Meski demikian, pengguna perlu memahami berbagai risiko yang menyertai, mulai dari penipuan hingga potensi kebocoran data pribadi.
Popularitas aplikasi penghasil uang terus meningkat seiring tingginya minat masyarakat terhadap sumber pendapatan tambahan. Berbagai aplikasi menawarkan imbalan dari aktivitas seperti menonton video, mengisi survei, membaca artikel, memainkan gim, hingga menyelesaikan tugas-tugas ringan.
Namun, Otoritas Jasa Keuangan (OJK) menegaskan bahwa lembaga tersebut tidak pernah mengeluarkan daftar resmi aplikasi penghasil uang sehingga masyarakat perlu melakukan verifikasi secara mandiri sebelum menggunakannya.
Memasuki pertengahan tahun 2026, sejumlah aplikasi masih banyak digunakan oleh masyarakat Indonesia. Beberapa di antaranya adalah Toloka, Swagbucks, AttaPoll, Cashzine, MAGER, Make Money, dan ClipClaps. Masing-masing menawarkan sistem imbalan yang berbeda sesuai aktivitas yang dilakukan pengguna.
Toloka dikenal sebagai platform tugas online yang memberikan bayaran untuk berbagai pekerjaan digital sederhana. Swagbucks menawarkan poin dari survei, aktivitas menonton konten, hingga belanja online yang dapat ditukarkan menjadi hadiah atau saldo.
Sementara itu, AttaPoll menjadi salah satu aplikasi survei global yang cukup populer karena menghubungkan pengguna dengan perusahaan yang membutuhkan opini konsumen.
Di sisi lain, Cashzine memberikan imbalan berupa koin yang diperoleh dari membaca konten, menyelesaikan tugas harian, hingga bermain gim ringan. Koin tersebut kemudian dapat ditukarkan melalui DANA, rekening bank, maupun GoPay. Aplikasi MAGER juga masih diminati karena menawarkan berbagai mini game dengan bonus login harian serta opsi penarikan saldo mulai nominal rendah.
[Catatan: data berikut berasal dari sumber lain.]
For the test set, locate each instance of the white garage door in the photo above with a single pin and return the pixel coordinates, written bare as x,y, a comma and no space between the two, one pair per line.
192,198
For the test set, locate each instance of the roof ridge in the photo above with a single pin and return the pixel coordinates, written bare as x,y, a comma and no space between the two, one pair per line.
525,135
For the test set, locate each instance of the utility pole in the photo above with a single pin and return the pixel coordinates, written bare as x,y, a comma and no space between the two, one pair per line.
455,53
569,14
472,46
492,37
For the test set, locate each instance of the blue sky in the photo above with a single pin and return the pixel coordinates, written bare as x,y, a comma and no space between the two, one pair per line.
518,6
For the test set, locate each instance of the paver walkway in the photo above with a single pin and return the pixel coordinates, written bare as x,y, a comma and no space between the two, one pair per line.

Meski terlihat menjanjikan, besaran penghasilan dari aplikasi tersebut sangat bergantung pada tingkat aktivitas dan konsistensi pengguna. Sebagian besar aplikasi penghasil uang hanya cocok dijadikan sumber penghasilan tambahan dan bukan pengganti pendapatan utama.
Dalam memilih aplikasi penghasil uang, pengguna disarankan untuk mengutamakan aspek keamanan dan legalitas. Langkah pertama yang perlu dilakukan adalah mengunduh aplikasi hanya dari sumber resmi seperti Google Play Store atau Apple App Store. Menginstal aplikasi dari tautan yang tidak jelas berpotensi meningkatkan risiko malware maupun aplikasi palsu.
Selain itu, pengguna sebaiknya memeriksa ulasan dan penilaian dari pengguna lain. Aplikasi yang memiliki reputasi baik umumnya memperoleh banyak ulasan positif yang menjelaskan pengalaman penggunaan secara transparan. Penting juga untuk memastikan bahwa aplikasi memiliki model bisnis yang jelas dan sumber pendapatan yang dapat dipahami.
Aplikasi yang menjanjikan keuntungan besar dalam waktu singkat tanpa penjelasan yang logis patut dicurigai. Pengguna juga perlu memperhatikan syarat penarikan saldo, batas minimum pencairan, serta mekanisme penukaran poin yang diterapkan platform tersebut.